ConstantlyQuestioning wrote:Don't read what's not there nimh. This refers specifically to the notion of keeping a new Iraq from devolving into the old Iraq
What "old Iraq"? Iraq wasn't a Muslim state before the Americans invaded it - it was a secular dictatorship. Apologies for the exasperation, but I wish you people would stop confusing IraQ with IraN, darn it.
Under Saddam, religious leaders were forced to kowtow to the dictator's line or "disappear". Its one of the reasons why people turn to religious leaders now - cause they're seen as the
alternative to Saddamism as well as Americanism.
ConstantlyQuestioning wrote:Not ALL nations unfriendly to the US are thugs, but a bunch of tribal clerics trying to bring about there own version of a theology in Iraq are.
Why? Christian-democracy once started as a bunch of (Catholic, Protestant) clerics winning elections by promoting their version of theology.
The definition of "thugs", as in, people we need to keep out of power by violence and occupation if need be, should be based on behaviour, not ideology.
If they start persecuting the opposition etc, they're thugs. If they win the elections through anti-American rhetorics, but reasonably keep to the rules of the democratic game, they're not. IMHO.

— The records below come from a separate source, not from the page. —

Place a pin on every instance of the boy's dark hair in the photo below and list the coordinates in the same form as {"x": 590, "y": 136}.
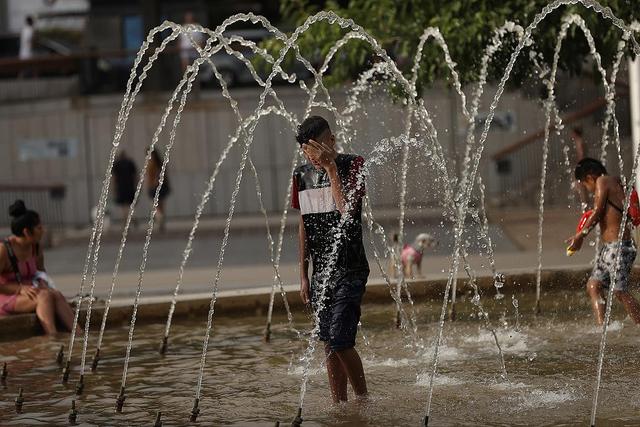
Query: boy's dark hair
{"x": 589, "y": 166}
{"x": 577, "y": 131}
{"x": 22, "y": 218}
{"x": 311, "y": 128}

Iraq's religious leaders are the one authority Iraqis trust now. You can't keep them out of whatever political system you're building, not without resorting to (thuggish) police state tactics yourself. By insisting they should at all costs not be allowed into power, you just boost a radicalising resistance.

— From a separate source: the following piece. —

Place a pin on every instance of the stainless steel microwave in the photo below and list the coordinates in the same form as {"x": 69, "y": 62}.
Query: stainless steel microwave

By making clear that what you're concerned about is the rules of the game (basic human rights, half-decent democracy, no violent persecution of minorities and a reasonably free media should be feasible) - but that in terms of political points of view they choose to promote within the rules of the game, they're as free as anyone is in their own country (i.e. they dont suddenly need to become happy capitalist grateful friends of America) - you just might stand a chance of transforming those religious leaders into a stabilising factor.